Sonotone

David Bazan

Le Bourg, Lausanne, samedi 16 février 2013


01.03.2013

par Gaspard Turin

Lorsque David Bazan monte sur la petite scène du Bourg, ceux qui comme moi ne sont pas familiers de la tronche du bonhomme n’en retiennent pas vraiment leur respiration. Persuadés qu’avec cette dégaine de roadie, ce petit gros barbu n’est sans doute là que pour s’occuper du soundcheck. C’est que David Bazan partage avec d’autres vieux routards des nineties (on pense à Frank Black, à Lee Ranaldo, à Yo La Tengo…) un aspect négligé, à cent lieues de tout effet glamour. Mais le voilà qui commence son set. Et, armé d’une seule guitare acoustique et de sa voix, profonde et traînante, ce citoyen de seconde zone tient son auditoire en haleine pendant une heure et demie.

Pince-sans-rire, il aura commencé par nous prévenir: son concert sera composé «à 51% de chansons de Pedro The Lion et à 49% d’autres trucs, dont des morceaux plus récents» Il est vrai que ce ne sont probablement pas ses deux albums solo, Curse Your Branches (2009) et Strange Negociations (2011), qui lui auront valu le déplacement de ses auditeurs. Encore que… quelques-uns les auront attendues, et nombreux seront ceux qui les apprécieront, ces chansons récentes, tout aussi remarquables que les anciennes. A l’image de Wolves At The Door, avec laquelle il ouvre son set. Suivront, dans le désordre, de nombreux morceaux de bravoure dont son œuvre est remplie: Options, Big Trucks, Of Up And Coming Monarchs, Eating Paper, Transcontinental, Curse Your Branches ou encore la très attendue Penetration.

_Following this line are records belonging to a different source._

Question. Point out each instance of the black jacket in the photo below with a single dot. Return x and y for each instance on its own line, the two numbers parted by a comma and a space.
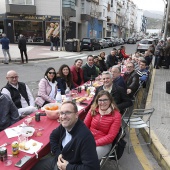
16, 94
80, 152
119, 95
22, 43
132, 82
111, 61
89, 72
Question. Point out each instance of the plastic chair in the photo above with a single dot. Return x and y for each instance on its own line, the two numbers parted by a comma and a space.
140, 118
112, 153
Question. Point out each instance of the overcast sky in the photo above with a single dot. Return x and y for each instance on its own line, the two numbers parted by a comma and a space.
156, 5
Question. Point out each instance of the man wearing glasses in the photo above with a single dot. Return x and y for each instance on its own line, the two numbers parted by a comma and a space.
118, 93
131, 79
19, 93
72, 144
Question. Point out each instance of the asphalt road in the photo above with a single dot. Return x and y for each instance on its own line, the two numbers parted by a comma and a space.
33, 71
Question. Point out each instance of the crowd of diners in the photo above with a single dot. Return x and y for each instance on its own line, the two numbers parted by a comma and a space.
121, 75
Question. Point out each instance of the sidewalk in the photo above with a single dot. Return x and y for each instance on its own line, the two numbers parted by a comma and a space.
35, 53
157, 98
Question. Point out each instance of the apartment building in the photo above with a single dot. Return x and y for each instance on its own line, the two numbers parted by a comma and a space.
38, 19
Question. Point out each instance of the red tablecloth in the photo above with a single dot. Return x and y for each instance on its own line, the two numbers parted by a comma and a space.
48, 126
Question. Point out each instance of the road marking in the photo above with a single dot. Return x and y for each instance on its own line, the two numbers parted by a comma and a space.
139, 151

«Have you ever seen an idealist with grey hairs on his head? Or successful men who keep in touch with unsuccessful friends? You only think you did. I could have sworn I saw it too, but as it turns out, it was just a clever ad for cigarettes». On n’en finirait pas de citer ces textes, où le cynisme apparent se développe en un discours de profonde sagesse. David Bazan est l’un de ces rares chanteurs dont la condition sine qua non à sa présence sur une scène est d’avoir quelque chose à dire. Il prend à cœur ce rôle, au point d’y inclure ses auditeurs: toujours sérieux comme un prédicateur calviniste, il annonce vers la fin de sa performance qu’il répondra volontiers à toute question de son public. Lequel se prête au jeu. Bazan répond à chacune avec la même intensité. Je ronge mon frein: j’aimerais demander à ce chrétien repenti où il en est actuellement sur le plan religieux. Mais je lirai plus tard sur un forum que c’est la seule question à laquelle il refuse de répondre, jugeant probablement que ses chansons y répondent pour lui. J’ai bien fait de ne pas la ramener.

Dans un registre plus léger, quelqu’un lui demandera «Tournez-vous parfois avec des groupes qui ont des managers?» – allusion à la chanson Bands With Managers, où il brocarde ces jeunes musiciens «aux cheveux en désordre et aux visages lisses et pâles», déconnectés du monde, les mains hors du cambouis. Sa réponse sonnera comme une excuse: il se trouve qu’il a actuellement un manager, mais «c’est surtout un ami, et c’est ainsi que cela devrait toujours se passer». Loyauté, pudeur, probité. Le contact humain, voilà ce qui le conduit sur les routes. Et ce qu’un tel concert nous aura rappelé.